On the morning of 2 October 1942, Curacoa met the Queen Mary north of Ireland. The liner was on the second leg of one of her wartime crossings - New York to the Clyde, carrying approximately 10,000 American troops of the 29th Infantry Division, the division that would land at Omaha Beach less than two years later. Queen Mary was running at 28.5 knots in a zig-zag evasive pattern, designed to throw off any U-boat attempting to plot a torpedo solution. Curacoa was steaming straight at 25 knots, slower than the liner. As Captain John Boutwood of Curacoa knew, the liner would eventually overtake him.
Each captain believed his ship had right of way. Boutwood thought the liner would alter course around him; Captain Cyril Illingworth of Queen Mary thought the escort should keep clear. At 13:32, during one of the zig-zags, Queen Mary's officer of the watch saw the cruiser closing too rapidly and began to break off the turn to avoid her.
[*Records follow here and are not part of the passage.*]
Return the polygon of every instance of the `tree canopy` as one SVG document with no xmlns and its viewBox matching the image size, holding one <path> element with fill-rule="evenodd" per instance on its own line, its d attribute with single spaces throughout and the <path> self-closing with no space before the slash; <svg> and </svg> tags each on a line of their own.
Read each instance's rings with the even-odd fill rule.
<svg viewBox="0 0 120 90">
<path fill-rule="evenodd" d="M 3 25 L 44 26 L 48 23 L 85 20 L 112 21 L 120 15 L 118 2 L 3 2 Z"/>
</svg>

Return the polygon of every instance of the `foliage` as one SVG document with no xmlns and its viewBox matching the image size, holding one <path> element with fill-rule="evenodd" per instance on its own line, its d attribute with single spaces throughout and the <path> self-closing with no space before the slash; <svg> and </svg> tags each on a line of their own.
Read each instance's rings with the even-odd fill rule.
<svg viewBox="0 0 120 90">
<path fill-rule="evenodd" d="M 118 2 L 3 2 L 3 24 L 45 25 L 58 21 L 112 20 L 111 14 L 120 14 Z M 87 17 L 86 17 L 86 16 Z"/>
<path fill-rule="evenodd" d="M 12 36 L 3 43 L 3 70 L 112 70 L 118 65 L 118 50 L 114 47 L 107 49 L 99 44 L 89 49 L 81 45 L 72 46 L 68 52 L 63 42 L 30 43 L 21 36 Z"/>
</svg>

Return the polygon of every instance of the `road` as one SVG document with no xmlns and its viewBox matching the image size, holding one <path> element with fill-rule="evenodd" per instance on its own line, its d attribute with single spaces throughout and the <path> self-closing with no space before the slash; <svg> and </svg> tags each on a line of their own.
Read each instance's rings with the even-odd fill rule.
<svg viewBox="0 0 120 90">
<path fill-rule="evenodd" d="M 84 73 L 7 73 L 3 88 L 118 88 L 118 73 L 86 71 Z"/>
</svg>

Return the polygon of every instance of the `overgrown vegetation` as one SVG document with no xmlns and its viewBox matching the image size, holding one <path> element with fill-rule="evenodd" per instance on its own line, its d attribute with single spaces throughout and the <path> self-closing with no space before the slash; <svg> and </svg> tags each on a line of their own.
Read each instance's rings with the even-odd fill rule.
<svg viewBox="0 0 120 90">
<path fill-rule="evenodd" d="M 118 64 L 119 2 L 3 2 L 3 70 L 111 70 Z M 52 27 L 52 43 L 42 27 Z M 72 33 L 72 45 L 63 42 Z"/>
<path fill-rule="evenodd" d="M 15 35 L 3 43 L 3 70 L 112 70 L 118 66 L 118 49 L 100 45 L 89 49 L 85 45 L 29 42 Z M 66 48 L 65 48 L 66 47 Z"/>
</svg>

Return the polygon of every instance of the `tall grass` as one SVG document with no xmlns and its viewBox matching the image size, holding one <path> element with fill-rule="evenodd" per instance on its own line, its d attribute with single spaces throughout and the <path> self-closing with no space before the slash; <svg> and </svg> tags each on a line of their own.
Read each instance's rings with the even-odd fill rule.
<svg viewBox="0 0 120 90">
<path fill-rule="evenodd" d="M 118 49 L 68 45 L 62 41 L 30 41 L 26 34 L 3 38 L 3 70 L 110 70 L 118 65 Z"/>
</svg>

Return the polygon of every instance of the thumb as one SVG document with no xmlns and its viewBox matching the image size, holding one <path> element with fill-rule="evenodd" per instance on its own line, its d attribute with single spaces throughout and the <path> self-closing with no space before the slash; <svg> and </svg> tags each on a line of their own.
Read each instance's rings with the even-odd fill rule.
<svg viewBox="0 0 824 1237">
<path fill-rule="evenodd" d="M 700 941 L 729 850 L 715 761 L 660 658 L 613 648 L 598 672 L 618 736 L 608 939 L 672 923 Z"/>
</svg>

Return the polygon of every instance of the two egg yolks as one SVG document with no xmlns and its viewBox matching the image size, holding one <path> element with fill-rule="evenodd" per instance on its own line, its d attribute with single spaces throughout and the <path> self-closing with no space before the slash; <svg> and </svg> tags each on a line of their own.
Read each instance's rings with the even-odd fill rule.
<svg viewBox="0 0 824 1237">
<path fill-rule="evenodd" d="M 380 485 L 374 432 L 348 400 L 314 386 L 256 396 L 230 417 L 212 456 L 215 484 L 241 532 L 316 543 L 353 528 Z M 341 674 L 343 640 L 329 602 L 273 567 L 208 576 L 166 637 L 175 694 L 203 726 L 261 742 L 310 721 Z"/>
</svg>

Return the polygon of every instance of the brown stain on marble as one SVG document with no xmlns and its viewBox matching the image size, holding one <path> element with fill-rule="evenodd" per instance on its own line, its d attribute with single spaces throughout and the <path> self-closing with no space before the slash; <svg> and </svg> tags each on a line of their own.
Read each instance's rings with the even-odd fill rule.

Illingworth countermanded him: 'Carry on with the zig-zag. These chaps are used to escorting; they will keep out of your way.' At 14:04, Queen Mary started a starboard turn from a position slightly behind the cruiser, only 400 yards away. Boutwood saw the danger and ordered hard rudder. So did Illingworth. The combined inertia of an 81,000-ton liner moving at almost 29 knots could not be redirected in 400 yards. The bow of Queen Mary struck Curacoa amidships at full speed.
The cruiser was cut in two. The aft section sank almost immediately. Men in the forward end had perhaps two minutes before it followed. Three hundred and thirty-seven officers and sailors went down - young men, mostly, whose names are on the Chatham and Portsmouth Naval Memorials, and whose bodies, those that were recovered, were buried at Chatham and at Ashaig Cemetery on the Isle of Skye. The 101 who lived included Captain Boutwood. Witnesses were sworn to secrecy. The British government did not announce the loss until the war ended. The Admiralty sued Cunard White Star Line. The case dragged on through 1947, with Mr Justice Pilcher initially blaming Curacoa entirely; on appeal, the blame was apportioned two-thirds to the Admiralty, one-third to Cunard. The House of Lords upheld it. Queen Mary - the same Queen Mary - is moored today at Long Beach, California, a museum and hotel. Her bow was rebuilt within days of the collision. The cruiser she struck sits a hundred metres deep in the Atlantic, 20 miles north of Donegal, and is now a protected wreck under UK law: a war grave that no one is allowed to disturb.
Wreck site approximately 55.83°N, 8.63°W, about 20 nautical miles north of Tory Island and 35 nm north of the Donegal coast. Recommended viewing altitude 5,000-7,000 ft for the broad ocean panorama. Tory Island lies south as a visual reference; Bloody Foreland is on the Donegal mainland southeast. Nearest airport: Donegal Airport (EIDL), 35 nm south-southeast. The wreck is a designated war grave and a protected site - divers may not enter the hull. 337 sailors rest in the broken cruiser below.